Com isso, os limites mensais para os desembargadores, que chegavam a pouco mais de R$ 1.000, podem saltar para mais de R$ 3.500. O pagamento do auxílio é um reembolso que depende da comprovação da despesa pelo magistrado.

Servidores, por outro lado, terão um aumento menor, de 10%. Eles recebiam R$ 336 referentes aos gastos com saúde e passarão a ganhar até R$ 370.

A mudança consta de portaria publicada no dia 10 e assinada pelo novo presidente do TJ, Ricardo Mair Anafe. Ele tomou posse na semana passada, para comandar o maior Tribunal de Justiça do país no biênio 2022-2023, e tinha esse aumento do benefício aos magistrados como promessa de campanha.

O pagamento do auxílio se baseia no CNJ (Conselho Nacional de Justiça), que, em 2019, aprovou a possibilidade de implantação dos auxílios nas cortes pelo país, e apresentou três modelos: contrato com planos de saúde, serviços prestados diretamente pelo órgão ou reembolso.

Em São Paulo, os desembargadores optaram pelo modelo por reembolso. Nesse caso, a resolução do CNJ prevê, no caso dos magistrados, limite máximo de 10% do respectivo salário.

No entanto, no ano passado, o reembolso mensal no TJ-SP era limitado limitado a 3% do subsídio, ou seja, de R$ 866 para juízes substitutos a R$ 1.063 para desembargadores.
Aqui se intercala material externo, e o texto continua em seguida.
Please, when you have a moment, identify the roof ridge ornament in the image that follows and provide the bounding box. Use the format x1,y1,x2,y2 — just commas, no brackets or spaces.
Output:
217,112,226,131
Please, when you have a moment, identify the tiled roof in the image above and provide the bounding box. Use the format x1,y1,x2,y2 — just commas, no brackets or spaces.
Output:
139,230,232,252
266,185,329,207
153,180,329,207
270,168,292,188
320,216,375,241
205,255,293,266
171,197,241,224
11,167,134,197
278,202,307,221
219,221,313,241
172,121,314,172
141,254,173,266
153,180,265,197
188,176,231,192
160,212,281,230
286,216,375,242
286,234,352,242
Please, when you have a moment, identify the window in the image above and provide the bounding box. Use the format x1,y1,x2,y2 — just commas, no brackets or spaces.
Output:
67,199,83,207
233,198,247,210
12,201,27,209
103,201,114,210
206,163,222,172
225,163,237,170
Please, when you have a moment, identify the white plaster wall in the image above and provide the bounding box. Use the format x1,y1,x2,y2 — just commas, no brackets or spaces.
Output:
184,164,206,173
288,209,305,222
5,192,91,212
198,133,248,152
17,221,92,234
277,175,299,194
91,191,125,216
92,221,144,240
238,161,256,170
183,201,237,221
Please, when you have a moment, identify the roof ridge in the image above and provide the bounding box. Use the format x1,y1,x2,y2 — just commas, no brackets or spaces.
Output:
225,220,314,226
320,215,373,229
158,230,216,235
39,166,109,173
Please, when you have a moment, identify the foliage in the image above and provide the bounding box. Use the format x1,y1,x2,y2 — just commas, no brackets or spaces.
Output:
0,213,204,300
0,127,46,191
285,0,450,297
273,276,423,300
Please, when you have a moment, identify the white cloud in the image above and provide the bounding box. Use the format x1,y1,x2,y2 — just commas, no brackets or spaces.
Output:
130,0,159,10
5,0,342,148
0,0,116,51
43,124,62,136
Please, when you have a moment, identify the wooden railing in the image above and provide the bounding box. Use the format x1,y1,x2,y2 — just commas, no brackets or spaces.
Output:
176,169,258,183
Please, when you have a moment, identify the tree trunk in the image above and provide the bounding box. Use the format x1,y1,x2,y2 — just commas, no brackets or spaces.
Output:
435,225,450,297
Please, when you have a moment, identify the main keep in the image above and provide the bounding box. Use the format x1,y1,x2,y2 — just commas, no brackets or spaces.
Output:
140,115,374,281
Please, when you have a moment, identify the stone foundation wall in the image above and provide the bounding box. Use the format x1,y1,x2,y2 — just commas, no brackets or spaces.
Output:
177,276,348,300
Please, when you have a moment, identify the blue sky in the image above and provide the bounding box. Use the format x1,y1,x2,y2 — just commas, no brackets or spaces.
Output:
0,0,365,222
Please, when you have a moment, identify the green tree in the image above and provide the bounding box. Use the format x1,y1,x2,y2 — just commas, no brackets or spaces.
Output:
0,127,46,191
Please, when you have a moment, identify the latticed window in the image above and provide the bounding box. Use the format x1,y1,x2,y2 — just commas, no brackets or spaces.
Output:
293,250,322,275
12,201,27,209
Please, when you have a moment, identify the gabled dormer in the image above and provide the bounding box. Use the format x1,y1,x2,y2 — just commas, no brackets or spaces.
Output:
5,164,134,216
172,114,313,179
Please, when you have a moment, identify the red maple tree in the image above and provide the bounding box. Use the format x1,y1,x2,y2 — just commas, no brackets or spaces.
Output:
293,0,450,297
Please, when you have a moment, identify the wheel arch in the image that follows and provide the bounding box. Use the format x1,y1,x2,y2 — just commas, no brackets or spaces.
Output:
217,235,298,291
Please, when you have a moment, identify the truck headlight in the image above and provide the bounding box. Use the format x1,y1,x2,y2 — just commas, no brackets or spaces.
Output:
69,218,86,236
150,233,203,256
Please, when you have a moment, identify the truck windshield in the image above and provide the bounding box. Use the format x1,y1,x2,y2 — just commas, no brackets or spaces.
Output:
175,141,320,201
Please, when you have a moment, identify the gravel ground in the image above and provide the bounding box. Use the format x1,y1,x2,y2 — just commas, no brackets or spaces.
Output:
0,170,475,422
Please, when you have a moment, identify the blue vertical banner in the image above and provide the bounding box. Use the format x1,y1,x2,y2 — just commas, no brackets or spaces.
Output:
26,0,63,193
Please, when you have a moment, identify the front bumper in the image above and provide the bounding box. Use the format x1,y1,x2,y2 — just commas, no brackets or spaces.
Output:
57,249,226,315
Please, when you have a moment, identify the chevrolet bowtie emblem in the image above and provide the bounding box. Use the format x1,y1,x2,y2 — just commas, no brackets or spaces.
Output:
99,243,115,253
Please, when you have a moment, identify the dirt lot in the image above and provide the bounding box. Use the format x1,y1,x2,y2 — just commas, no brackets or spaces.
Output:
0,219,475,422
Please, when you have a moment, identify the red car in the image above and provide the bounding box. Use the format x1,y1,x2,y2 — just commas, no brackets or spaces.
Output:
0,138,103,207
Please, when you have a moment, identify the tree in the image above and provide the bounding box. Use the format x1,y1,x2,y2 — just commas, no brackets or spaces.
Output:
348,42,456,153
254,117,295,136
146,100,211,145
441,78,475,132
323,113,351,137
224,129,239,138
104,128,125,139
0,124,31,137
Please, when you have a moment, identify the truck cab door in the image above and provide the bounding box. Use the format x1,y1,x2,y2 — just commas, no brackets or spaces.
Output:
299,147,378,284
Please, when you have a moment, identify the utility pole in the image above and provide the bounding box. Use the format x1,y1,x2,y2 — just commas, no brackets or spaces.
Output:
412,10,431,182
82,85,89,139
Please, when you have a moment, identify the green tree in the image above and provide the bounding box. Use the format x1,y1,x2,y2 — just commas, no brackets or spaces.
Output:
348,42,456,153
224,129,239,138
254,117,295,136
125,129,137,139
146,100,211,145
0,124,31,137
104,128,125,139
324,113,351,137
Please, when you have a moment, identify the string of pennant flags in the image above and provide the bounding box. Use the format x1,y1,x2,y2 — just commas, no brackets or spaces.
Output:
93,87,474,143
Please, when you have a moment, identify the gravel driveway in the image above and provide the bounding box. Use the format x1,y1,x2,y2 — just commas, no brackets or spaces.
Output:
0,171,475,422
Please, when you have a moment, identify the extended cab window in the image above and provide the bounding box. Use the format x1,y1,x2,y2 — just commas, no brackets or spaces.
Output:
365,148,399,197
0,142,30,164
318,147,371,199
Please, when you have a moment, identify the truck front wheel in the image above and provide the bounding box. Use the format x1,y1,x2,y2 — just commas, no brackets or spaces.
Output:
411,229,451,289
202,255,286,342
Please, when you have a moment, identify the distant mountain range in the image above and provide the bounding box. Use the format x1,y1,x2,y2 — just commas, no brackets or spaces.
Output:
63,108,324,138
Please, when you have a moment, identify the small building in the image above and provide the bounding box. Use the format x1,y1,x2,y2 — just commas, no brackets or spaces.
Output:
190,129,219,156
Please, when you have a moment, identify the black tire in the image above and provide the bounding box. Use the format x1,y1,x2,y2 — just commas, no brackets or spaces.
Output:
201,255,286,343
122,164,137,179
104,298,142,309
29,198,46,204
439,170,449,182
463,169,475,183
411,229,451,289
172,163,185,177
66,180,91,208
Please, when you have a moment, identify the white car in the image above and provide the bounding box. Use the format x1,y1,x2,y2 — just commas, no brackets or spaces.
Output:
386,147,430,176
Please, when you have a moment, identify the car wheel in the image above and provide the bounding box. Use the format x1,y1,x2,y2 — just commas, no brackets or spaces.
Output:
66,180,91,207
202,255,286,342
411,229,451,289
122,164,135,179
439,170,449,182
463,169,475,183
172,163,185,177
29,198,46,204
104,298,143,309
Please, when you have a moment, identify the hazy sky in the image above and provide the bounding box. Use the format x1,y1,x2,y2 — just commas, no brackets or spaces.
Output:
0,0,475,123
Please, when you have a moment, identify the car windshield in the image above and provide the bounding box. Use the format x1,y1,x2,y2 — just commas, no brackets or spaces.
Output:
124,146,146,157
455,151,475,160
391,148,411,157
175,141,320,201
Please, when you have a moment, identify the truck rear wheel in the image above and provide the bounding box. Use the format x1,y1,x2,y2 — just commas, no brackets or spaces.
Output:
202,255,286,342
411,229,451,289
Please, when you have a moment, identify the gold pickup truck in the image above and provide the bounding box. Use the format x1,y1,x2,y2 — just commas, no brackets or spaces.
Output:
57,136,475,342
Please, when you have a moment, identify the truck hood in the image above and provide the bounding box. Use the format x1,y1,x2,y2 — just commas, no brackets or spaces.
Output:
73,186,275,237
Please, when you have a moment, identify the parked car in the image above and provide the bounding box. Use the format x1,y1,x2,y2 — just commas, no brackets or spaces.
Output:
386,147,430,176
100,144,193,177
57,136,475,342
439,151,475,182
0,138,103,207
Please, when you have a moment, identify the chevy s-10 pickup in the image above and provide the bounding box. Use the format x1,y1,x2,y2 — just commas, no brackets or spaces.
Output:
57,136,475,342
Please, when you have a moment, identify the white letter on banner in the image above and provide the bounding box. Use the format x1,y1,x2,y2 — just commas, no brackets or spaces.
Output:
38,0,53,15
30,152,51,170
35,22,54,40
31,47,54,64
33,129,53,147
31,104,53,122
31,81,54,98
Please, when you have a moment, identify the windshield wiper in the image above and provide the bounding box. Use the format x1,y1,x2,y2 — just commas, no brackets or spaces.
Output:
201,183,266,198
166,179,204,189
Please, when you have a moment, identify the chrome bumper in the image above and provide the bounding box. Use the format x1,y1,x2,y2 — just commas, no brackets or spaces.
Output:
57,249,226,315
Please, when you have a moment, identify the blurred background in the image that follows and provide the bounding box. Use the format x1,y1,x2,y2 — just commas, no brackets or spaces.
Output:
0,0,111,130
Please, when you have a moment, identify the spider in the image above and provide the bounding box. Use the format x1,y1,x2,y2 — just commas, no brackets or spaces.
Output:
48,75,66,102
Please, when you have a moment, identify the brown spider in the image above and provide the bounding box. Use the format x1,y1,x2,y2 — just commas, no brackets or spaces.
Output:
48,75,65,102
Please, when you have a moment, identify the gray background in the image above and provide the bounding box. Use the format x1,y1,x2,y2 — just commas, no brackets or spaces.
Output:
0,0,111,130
Questionado sobre o aumento nesta semana, o Tribunal de Justiça afirmou que alterou os limites observando critérios de disponibilidade orçamentária, impacto financeiro e proporcionalidade.
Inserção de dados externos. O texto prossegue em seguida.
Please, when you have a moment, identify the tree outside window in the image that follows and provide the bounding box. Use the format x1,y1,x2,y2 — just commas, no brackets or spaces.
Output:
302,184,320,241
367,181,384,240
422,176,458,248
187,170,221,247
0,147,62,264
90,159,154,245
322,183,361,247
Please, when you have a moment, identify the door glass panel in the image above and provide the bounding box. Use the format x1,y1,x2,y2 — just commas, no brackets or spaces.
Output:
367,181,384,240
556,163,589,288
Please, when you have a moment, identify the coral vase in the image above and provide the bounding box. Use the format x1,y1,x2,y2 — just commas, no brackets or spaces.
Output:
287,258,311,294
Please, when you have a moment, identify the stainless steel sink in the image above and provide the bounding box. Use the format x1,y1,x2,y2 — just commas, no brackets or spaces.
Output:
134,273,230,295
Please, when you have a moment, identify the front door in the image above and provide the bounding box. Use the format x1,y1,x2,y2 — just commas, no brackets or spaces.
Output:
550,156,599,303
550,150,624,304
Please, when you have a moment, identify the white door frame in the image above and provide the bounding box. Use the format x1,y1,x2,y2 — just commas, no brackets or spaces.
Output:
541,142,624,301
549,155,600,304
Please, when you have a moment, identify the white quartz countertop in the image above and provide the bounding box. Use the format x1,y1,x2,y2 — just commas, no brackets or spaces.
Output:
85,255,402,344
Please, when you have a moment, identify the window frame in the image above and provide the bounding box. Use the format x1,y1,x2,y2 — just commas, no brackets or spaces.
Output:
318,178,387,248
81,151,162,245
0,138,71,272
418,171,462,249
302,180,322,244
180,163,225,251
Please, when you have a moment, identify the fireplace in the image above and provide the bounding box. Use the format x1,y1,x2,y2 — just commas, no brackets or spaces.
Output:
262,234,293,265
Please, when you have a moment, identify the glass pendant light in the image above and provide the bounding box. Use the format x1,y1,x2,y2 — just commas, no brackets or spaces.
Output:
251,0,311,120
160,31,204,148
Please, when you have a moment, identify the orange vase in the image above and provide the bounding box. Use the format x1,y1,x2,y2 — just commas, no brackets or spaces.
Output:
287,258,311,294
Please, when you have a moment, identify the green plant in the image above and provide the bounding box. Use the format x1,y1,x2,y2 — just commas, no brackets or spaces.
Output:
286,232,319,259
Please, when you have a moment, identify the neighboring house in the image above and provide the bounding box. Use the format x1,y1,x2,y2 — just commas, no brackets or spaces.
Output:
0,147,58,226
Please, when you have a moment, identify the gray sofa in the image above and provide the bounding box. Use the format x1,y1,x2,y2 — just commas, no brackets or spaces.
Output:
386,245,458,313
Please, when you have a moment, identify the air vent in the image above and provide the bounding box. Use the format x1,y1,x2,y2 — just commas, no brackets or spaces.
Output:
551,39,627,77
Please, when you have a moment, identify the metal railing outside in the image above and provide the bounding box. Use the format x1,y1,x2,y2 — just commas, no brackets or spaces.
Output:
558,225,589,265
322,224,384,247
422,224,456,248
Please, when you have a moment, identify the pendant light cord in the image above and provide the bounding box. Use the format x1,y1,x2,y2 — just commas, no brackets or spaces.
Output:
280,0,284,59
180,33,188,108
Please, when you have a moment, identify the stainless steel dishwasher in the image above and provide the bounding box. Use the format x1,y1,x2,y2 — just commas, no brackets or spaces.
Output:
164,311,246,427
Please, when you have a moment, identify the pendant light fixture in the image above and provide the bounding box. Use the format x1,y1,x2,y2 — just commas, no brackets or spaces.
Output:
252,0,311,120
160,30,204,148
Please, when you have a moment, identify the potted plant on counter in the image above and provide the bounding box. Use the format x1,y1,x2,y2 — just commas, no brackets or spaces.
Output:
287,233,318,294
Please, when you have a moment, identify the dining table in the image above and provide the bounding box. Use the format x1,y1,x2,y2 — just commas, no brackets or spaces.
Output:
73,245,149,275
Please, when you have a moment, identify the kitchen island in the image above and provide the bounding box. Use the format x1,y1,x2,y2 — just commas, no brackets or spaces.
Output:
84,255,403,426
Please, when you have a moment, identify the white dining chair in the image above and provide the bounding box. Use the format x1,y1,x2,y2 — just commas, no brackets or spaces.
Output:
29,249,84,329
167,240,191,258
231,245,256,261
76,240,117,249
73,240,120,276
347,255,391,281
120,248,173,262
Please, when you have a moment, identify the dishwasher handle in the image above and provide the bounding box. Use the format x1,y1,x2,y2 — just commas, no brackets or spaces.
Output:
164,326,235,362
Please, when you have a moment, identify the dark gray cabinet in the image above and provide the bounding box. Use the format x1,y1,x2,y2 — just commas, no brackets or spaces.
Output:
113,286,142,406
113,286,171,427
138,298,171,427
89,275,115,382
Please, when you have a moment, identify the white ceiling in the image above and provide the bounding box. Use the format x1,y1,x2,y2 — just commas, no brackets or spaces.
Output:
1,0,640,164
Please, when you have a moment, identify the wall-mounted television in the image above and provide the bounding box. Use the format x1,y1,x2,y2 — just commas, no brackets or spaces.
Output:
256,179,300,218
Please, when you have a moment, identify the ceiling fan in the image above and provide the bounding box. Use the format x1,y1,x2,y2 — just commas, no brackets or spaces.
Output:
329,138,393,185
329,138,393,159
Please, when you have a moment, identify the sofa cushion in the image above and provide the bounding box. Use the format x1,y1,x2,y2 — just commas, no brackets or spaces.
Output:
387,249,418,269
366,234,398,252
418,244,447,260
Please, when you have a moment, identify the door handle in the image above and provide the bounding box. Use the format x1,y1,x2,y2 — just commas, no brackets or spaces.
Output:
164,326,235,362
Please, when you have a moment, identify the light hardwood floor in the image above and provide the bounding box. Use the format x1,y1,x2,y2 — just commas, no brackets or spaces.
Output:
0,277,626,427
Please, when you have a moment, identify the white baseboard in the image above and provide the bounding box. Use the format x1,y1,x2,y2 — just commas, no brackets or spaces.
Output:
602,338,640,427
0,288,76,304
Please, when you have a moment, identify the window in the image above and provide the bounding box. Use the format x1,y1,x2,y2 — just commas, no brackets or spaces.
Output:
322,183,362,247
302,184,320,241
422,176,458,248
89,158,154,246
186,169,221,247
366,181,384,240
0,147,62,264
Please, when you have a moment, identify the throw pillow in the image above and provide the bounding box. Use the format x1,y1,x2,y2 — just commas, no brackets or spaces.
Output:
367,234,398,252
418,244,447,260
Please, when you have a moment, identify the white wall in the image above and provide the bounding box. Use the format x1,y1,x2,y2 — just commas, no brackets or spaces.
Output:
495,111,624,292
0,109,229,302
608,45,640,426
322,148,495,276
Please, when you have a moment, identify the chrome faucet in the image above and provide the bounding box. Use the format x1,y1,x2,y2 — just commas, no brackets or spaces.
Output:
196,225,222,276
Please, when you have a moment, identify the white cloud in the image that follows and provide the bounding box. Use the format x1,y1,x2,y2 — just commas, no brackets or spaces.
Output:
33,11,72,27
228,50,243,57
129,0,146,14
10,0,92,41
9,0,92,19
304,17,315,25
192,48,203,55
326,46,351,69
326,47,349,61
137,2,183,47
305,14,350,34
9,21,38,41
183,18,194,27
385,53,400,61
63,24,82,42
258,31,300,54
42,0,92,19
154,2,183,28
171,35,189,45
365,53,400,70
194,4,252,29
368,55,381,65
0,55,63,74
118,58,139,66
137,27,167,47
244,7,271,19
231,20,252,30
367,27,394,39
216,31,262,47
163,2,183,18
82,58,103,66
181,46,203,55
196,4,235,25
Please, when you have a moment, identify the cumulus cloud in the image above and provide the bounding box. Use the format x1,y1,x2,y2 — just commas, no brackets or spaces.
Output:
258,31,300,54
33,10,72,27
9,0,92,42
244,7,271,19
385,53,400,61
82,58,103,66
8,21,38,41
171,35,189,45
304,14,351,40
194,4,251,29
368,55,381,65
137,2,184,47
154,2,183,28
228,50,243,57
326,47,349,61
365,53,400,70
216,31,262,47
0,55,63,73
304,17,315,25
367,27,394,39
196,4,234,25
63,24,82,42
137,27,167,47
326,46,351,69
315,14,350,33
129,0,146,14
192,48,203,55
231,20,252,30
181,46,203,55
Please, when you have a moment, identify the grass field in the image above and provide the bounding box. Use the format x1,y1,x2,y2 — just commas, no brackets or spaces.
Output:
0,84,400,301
Sobre a disparidade em relação aos valores dos servidores, citou que há 3.000 magistrados e 64 mil servidores.

“Não há disparidade: ambos (magistrados e servidores) recebem em conformidade com o determinado pelo CNJ, sendo que servidores recebem há anos e os magistrados passaram a receber em 2021 (abaixo do fixado pelo CNJ)”, diz o tribunal.

Os desembargadores ganham R$ 35.462,22 —sem contar os descontos, mas com penduricalhos esse valor pode subir para R$ 56 mil. Eles podem receber até 90,25% da remuneração de um ministro do STF (Supremo Tribunal Federal), que é de R$ 39.293.

Os magistrados têm direito a auxílio-alimentação, férias anuais, licença-prêmio e dias de compensação por cumulação de funções. Além disso, recebem retroativos, compostos principalmente de equiparações salariais, que são corrigidos pela inflação. Após os salários, são as maiores despesas pagas pelo tribunal aos seus integrantes.